By making automated building controls more efficient, PassiveLogic’s developers claim the technology reduces energy consumption by roughly one-third.
“The version of ‘machine learning’ in today’s building automation applications lack effective data controls,” said Benjamin Birnbaum, partner at Keyframe. “With PassiveLogic’s solution, we finally have the opportunity to leverage more powerful technology to make an impact in the building market, which accounts for 39% of the world’s CO2 emissions.”
PassiveLogic’s Autonomy Studio software produces digital twins of buildings. These twins emulate changes in the building’s connected environment and underpin the development of artificial intelligence to automate interior functionalities.
AI and connectivity increasingly underpins smart thermostats, equipment and lighting. That presents efficiency gains for building managers who use the resources effectively.
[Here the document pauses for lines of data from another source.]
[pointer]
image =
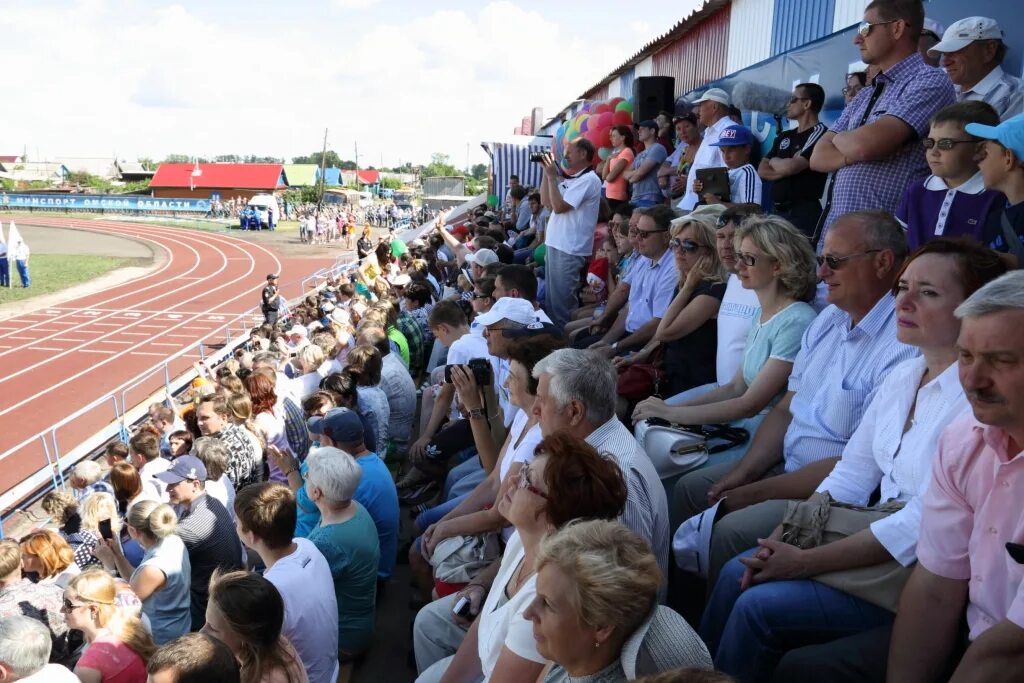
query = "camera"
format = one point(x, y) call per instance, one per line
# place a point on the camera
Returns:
point(480, 369)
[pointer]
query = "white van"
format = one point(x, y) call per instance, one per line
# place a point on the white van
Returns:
point(263, 202)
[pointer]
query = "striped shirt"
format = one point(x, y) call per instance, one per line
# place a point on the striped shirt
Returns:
point(836, 375)
point(646, 505)
point(744, 185)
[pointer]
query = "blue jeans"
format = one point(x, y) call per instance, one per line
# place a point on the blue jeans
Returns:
point(749, 632)
point(561, 278)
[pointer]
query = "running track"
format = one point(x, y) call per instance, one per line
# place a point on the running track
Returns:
point(59, 359)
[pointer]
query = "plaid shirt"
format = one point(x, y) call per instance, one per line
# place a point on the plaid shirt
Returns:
point(414, 336)
point(912, 92)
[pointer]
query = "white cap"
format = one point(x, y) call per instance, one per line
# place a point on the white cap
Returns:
point(715, 95)
point(481, 257)
point(508, 308)
point(965, 32)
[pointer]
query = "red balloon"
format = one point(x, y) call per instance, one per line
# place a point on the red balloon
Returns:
point(622, 119)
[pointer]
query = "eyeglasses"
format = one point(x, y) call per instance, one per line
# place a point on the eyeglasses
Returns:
point(750, 260)
point(523, 482)
point(837, 262)
point(687, 246)
point(643, 235)
point(865, 28)
point(944, 143)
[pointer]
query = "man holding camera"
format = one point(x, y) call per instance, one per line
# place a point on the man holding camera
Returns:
point(573, 201)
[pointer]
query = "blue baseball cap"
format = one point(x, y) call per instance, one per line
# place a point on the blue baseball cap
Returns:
point(734, 136)
point(1010, 134)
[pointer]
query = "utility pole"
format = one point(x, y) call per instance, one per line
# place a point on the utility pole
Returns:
point(320, 199)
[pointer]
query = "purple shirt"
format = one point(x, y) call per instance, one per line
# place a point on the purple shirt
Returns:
point(912, 92)
point(932, 210)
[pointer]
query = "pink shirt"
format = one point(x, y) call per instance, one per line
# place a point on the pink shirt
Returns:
point(971, 511)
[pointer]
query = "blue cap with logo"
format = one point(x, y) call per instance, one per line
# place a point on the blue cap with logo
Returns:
point(1010, 134)
point(734, 136)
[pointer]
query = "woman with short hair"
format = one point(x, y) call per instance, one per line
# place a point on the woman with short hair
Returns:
point(596, 584)
point(567, 479)
point(246, 612)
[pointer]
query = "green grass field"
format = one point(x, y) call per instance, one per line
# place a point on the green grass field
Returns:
point(52, 272)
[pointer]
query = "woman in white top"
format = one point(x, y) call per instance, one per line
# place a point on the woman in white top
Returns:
point(893, 449)
point(567, 480)
point(774, 259)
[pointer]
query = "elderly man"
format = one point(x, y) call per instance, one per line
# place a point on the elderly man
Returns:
point(972, 51)
point(873, 146)
point(573, 202)
point(845, 354)
point(713, 114)
point(576, 394)
point(646, 290)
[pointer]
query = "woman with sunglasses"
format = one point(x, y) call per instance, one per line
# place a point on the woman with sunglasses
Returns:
point(774, 259)
point(688, 332)
point(567, 479)
point(117, 644)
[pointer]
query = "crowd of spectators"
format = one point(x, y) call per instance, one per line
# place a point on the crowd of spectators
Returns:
point(622, 403)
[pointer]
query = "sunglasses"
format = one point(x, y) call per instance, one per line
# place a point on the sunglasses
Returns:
point(523, 482)
point(865, 28)
point(944, 143)
point(643, 235)
point(835, 263)
point(687, 246)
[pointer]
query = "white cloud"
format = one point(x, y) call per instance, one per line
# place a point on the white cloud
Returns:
point(114, 76)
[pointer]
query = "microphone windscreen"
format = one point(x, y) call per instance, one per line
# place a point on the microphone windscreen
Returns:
point(751, 96)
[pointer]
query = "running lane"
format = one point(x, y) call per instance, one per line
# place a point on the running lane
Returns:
point(58, 359)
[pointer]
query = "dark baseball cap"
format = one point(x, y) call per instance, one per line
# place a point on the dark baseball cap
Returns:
point(340, 424)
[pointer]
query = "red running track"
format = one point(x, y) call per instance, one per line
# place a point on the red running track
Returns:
point(60, 358)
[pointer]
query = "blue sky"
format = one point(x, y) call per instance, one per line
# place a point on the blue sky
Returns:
point(143, 78)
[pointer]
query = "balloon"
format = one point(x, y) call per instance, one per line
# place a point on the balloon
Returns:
point(622, 118)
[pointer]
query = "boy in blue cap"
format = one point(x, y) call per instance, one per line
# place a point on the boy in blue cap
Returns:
point(1001, 167)
point(744, 183)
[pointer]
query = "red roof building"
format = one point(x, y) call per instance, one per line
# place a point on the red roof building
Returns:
point(228, 180)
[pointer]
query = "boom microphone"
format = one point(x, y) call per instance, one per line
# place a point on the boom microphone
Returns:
point(751, 96)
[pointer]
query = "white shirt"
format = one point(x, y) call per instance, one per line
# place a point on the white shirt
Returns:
point(707, 157)
point(880, 452)
point(310, 609)
point(506, 626)
point(734, 318)
point(572, 231)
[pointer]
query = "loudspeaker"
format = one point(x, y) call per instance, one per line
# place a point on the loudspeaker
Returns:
point(652, 94)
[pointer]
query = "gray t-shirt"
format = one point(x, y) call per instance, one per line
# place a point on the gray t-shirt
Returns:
point(646, 188)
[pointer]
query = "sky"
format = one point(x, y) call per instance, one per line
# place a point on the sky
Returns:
point(402, 79)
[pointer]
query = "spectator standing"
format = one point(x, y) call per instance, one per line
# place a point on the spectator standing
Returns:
point(713, 114)
point(952, 201)
point(872, 146)
point(270, 300)
point(573, 202)
point(205, 527)
point(796, 188)
point(265, 514)
point(972, 51)
point(642, 174)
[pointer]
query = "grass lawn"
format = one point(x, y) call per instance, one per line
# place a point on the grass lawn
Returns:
point(52, 272)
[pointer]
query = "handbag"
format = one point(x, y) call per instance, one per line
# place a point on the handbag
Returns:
point(678, 449)
point(820, 520)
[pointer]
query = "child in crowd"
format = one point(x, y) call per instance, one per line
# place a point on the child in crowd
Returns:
point(744, 183)
point(1003, 169)
point(952, 201)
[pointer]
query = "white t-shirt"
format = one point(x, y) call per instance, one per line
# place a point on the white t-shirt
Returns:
point(506, 625)
point(310, 609)
point(572, 231)
point(734, 318)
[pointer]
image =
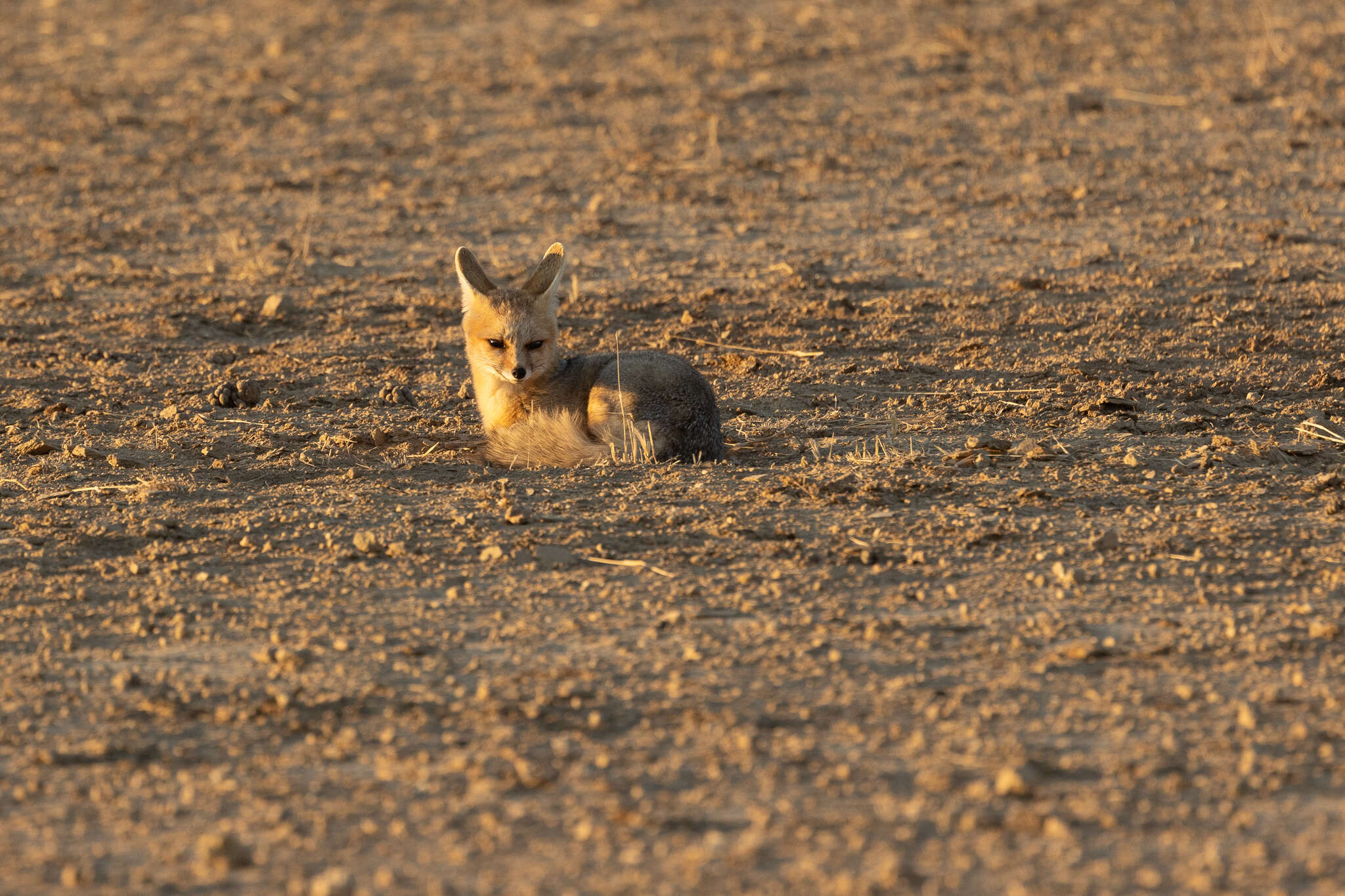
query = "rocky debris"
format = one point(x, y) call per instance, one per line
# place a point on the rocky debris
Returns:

Real-Time Building Optimization
By making smart building architectures more responsive to humans, the product is designed to form the backbone of smart cities and improve the energy provider’s ability to cope with consumption patterns.
PassiveLogic has several contracts in place already. The developers say it takes minutes for its AI programs to understand smart building interactions. Real-time decisions can then be made to manage costs, schedule maintenance and make interiors more comfortable.
The system connects to a control hardware system that scales automation across building control points, enabling them to understand user behavior and interactions while operating in real-time.
PassiveLogic’s Swarm sensors gather occupancy insights like air temperature, humidity and air quality. When paired with the control hardware, the sensors track occupancy locations using a Bluetooth mesh to measure the area.
“Buildings are the world’s most complex systems, a problem that increases as buildings become ‘smart,” said PassiveLogic CEO Troy Harvey. “We’ve built a platform that tames increasing complexity and addresses the growing technology needs of the built environment. At PassiveLogic, our core focus is to redefine how people participate in the design, build, operation and maintenance of complex systems.”
The technology is available for less than $1,500 and scales to larger projects including both new and retrofit developments, like factories, hospitals or data centers.